After watching the first two seasons of “Torchwood,” three things struck me and the first is it reminded me of how much I missed the early seasons of “The X-Files.” “The X-Files” were my Sunday night guilty pleasure and nothing on TV in the US has really replaced it. “Lost” lost me after the second season and not because of the writer’s strike but because cleverness and complication must have some resolution beyond itself. The show became the perpetual distraction machine and once the polar bears and Michelle Rodriguez were gone, so was I.
“Torchwood” also reminded me of everything that annoys me — and fascinates me — about science fiction.
(If it’s all right with all of you, I’ll dispense with the tedious conversation about the differences of sci-fi, science fiction, speculative fiction and all the other terms that the genre squad loses sleep over. We all know what we’re talking about here.)

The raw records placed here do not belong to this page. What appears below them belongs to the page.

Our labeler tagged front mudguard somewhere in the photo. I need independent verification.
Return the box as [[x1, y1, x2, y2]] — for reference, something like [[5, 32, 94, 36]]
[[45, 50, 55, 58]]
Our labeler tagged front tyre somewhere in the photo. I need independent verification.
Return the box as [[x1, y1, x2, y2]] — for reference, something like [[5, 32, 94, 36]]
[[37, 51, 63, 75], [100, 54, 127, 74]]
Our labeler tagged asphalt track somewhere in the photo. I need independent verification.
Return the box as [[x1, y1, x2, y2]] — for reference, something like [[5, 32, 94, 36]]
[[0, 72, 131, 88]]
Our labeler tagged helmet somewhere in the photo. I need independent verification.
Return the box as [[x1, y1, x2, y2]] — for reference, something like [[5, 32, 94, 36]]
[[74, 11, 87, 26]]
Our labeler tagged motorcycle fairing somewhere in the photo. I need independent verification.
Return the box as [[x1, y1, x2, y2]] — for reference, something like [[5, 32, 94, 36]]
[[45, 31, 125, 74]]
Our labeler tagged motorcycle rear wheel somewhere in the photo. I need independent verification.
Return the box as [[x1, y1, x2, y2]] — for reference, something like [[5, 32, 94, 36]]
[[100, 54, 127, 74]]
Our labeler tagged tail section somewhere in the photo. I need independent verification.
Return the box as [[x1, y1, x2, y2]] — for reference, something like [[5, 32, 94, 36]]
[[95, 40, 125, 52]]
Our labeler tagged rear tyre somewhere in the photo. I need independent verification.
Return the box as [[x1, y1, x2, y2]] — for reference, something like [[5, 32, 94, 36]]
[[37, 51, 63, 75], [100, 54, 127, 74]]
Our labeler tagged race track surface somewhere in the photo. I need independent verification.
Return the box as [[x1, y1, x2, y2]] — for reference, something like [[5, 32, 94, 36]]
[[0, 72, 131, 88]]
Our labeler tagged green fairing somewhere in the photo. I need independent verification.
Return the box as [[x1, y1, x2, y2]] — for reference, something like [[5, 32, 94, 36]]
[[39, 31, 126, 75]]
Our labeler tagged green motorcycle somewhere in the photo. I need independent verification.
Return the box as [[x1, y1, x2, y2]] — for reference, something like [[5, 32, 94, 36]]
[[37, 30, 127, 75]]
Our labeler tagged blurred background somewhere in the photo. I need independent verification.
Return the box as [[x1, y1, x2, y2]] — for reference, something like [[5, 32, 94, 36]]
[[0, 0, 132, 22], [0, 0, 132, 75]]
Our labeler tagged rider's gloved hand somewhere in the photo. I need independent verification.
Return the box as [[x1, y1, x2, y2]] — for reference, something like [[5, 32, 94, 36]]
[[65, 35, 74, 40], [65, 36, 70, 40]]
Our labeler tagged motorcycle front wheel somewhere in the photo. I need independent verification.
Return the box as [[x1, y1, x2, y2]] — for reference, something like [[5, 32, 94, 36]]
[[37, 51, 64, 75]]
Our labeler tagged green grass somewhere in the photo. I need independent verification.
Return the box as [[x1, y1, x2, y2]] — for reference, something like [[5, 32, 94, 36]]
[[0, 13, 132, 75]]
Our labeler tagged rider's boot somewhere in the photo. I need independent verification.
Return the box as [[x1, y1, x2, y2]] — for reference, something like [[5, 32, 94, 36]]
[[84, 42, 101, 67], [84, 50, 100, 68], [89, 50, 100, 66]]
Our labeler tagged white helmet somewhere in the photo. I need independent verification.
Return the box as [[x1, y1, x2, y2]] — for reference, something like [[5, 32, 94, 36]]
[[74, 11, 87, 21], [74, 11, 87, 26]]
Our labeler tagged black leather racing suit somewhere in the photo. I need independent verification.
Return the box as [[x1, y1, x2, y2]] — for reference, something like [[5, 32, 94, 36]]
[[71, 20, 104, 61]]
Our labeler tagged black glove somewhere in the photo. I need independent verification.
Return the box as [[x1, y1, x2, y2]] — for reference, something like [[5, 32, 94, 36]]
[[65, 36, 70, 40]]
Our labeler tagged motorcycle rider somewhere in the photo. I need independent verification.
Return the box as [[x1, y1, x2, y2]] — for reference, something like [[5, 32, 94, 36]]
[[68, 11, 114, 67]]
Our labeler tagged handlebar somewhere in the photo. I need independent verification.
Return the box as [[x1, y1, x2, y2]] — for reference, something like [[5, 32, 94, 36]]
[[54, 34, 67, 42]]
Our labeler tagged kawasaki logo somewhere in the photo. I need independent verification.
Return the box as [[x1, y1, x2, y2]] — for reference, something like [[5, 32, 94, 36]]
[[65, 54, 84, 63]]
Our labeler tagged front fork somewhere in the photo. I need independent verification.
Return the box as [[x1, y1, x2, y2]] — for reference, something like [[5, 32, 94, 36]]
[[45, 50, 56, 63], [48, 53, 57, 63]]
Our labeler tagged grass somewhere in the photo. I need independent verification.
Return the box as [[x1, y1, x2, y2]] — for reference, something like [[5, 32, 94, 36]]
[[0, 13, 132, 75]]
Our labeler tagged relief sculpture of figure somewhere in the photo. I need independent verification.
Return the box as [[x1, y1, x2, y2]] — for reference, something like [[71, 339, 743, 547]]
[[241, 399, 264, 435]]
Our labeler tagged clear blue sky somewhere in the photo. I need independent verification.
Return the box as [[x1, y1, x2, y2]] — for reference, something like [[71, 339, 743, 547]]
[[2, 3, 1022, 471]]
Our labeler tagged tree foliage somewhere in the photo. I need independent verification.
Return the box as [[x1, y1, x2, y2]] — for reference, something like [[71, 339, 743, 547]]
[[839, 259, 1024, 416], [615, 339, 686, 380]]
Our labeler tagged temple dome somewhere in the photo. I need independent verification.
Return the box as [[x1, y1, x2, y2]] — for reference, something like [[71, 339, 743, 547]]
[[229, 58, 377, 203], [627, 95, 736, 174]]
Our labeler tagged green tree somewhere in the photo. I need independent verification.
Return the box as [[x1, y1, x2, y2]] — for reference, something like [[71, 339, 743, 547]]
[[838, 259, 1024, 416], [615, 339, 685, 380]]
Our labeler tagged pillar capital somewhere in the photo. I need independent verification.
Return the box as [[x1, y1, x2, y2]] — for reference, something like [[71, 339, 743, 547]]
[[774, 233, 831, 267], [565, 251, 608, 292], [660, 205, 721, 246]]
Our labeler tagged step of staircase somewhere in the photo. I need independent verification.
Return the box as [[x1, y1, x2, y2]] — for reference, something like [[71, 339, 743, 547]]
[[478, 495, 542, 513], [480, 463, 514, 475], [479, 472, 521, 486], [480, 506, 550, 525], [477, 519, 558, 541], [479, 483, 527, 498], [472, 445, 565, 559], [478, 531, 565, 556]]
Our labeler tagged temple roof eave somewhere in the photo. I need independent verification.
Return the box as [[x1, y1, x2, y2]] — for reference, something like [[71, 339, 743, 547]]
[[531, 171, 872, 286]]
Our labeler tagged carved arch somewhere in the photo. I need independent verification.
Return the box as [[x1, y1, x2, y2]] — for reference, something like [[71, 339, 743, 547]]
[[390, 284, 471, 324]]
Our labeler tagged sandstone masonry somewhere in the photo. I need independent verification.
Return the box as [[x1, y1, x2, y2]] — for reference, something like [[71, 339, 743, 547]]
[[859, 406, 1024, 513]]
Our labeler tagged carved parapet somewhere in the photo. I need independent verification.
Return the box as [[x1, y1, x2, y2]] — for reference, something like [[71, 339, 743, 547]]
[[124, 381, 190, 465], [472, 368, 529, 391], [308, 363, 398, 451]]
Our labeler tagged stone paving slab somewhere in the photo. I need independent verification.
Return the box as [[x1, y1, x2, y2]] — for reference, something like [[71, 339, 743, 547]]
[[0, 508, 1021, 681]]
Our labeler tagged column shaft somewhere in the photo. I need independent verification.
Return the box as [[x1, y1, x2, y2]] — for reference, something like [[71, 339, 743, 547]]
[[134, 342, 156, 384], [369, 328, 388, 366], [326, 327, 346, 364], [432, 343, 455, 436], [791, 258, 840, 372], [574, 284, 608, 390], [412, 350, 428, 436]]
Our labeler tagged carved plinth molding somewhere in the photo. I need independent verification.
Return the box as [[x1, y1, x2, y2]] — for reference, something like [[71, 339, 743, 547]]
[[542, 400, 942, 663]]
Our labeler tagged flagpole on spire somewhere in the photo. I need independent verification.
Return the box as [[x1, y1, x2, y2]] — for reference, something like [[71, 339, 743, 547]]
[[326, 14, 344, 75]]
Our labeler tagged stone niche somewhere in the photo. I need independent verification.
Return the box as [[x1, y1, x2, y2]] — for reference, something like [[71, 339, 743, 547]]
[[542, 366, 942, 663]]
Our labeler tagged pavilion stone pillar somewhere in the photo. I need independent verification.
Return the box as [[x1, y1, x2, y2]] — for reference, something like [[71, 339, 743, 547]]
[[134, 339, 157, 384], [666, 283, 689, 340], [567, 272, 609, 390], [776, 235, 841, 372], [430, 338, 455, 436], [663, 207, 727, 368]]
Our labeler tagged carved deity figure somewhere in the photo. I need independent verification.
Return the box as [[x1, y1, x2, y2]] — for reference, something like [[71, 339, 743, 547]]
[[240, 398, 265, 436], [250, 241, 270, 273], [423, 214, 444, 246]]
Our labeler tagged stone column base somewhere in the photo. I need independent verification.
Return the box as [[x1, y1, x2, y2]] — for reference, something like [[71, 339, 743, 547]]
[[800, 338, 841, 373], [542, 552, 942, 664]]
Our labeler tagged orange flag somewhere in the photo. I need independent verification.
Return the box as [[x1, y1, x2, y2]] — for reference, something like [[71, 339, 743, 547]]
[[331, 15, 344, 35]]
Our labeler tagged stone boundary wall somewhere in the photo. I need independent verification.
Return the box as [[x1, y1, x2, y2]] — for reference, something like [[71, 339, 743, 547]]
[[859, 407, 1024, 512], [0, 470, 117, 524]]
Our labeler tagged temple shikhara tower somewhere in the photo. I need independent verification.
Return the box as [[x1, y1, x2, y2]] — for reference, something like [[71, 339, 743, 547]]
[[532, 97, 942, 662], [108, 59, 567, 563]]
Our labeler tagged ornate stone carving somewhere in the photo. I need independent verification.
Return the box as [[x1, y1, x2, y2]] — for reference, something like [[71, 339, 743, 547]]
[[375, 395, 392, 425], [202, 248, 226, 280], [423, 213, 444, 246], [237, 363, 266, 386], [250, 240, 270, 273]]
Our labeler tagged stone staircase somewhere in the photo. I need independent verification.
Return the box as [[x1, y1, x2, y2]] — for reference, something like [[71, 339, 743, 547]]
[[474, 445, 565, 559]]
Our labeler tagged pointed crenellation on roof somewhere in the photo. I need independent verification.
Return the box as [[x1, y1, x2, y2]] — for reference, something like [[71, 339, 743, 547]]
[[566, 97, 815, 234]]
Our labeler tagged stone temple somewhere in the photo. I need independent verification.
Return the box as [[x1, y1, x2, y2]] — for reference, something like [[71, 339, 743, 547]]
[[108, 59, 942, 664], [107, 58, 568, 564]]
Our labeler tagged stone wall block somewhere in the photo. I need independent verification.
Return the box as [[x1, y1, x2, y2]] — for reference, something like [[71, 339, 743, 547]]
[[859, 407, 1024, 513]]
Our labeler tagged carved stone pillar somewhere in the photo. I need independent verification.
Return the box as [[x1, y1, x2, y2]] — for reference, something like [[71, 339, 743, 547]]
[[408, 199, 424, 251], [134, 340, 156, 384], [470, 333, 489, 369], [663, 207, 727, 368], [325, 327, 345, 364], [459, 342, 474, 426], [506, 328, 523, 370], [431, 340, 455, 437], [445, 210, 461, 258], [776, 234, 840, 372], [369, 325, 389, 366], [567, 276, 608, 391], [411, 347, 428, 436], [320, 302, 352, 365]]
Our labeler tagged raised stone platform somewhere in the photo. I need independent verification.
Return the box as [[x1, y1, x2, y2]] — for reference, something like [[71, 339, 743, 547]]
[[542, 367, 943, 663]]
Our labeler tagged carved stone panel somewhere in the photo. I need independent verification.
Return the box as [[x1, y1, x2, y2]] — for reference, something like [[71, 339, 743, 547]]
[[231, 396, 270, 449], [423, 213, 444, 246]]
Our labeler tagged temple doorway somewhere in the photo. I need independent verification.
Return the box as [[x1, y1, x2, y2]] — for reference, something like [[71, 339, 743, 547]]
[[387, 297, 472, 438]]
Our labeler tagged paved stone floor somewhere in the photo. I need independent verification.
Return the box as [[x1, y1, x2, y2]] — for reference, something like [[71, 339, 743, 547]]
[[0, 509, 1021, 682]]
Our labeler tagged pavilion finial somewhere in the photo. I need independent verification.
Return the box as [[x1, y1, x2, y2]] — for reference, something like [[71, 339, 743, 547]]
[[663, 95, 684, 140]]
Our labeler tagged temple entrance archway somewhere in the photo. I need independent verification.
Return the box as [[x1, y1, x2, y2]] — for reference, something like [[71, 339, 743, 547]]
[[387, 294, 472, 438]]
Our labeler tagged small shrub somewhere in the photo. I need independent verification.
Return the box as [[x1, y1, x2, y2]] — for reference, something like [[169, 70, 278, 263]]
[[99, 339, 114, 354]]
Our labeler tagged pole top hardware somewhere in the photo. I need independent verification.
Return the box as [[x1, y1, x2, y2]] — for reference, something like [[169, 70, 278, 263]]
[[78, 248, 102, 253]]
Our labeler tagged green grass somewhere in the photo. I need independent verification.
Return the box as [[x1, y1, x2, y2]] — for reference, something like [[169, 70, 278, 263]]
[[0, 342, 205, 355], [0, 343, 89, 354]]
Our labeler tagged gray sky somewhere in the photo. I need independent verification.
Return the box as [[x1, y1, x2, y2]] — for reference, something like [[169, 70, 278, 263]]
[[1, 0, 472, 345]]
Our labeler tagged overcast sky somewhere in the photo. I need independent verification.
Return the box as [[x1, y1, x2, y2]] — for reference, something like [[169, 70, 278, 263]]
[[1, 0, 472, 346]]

“Torchwood” subscribes to that almost Biblical proposition of sci-fi that “the gadget giveth and the gadget taketh away.” During the hey day of science fiction during the 1950s, one could see how that would be a dominant trend with all of the household appliances and the budding space program taking off at the same time. Philip K. Dick’s Do Androids Dream of Electric Sheep (not be confused with “Blade Runner”) deals with these ideas. But to me, the drama of a given situation is transported into nowhere when the, say, Tzammian brain-boring space flea can be stopped with the Clothian deep-wave generator that was stored after the rift spit it out one rainy evening years ago. The drama and the story just get lost in a gadget for gadget’s sake parody of classic science fiction. It’s also interesting that all of the aliens are hostile, for the most part, and few seem to have any real brains or language. Granted, these are not aliens from a vastly advanced civilization that flew here in mystically powered saucers. They’re just creatures who have fallen in the rift.
There were two back-to-back episodes in the second season that summed up my feelings about science fiction. The first was about a traveling show that had been filmed years ago and when a theatre was going to show some vintage films, the film of the traveling performers was shown and they were somehow brought back to life, stepped out of the film and were now going around sucking the life out of people. The solution to the problem is as tedious and predictable as the problem itself and I almost stopped watching the series right there.
It’s a good thing I didn’t because what followed was one of the best stories I’ve seen in this genre in a long time. The show involves missing people — people who have disappeared from the streets of Cardiff for no apparent reason — and Gwen becomes involved with the search for a young teen. Working with Toshi, Gwen discovers that the rift is two-way. Not only do aliens and artifacts come through the rift, but that people from this side can end up in some far-flung destination somewhere out in space when they enter the rift. The disappearances line up with recorded rift activity and Gwen — after being warned by Jack to stop — continues her investigation.
What she finds is that some of the people who have slipped into the rift have been recovered and are being held at a secret installation on a small island near Cardiff. What follows is an incredibly good story about the consequences of a space time continuum rift on the lives of real people and how the truth does not set you free.
That is where the real power of sci-fi lives; when it becomes more than just some goofball in a blowfish mask running around until the team can find some gizmo to subdue it. So I’ll stick with “Torchwood” through the next season and hope for another gem to make it worthwhile.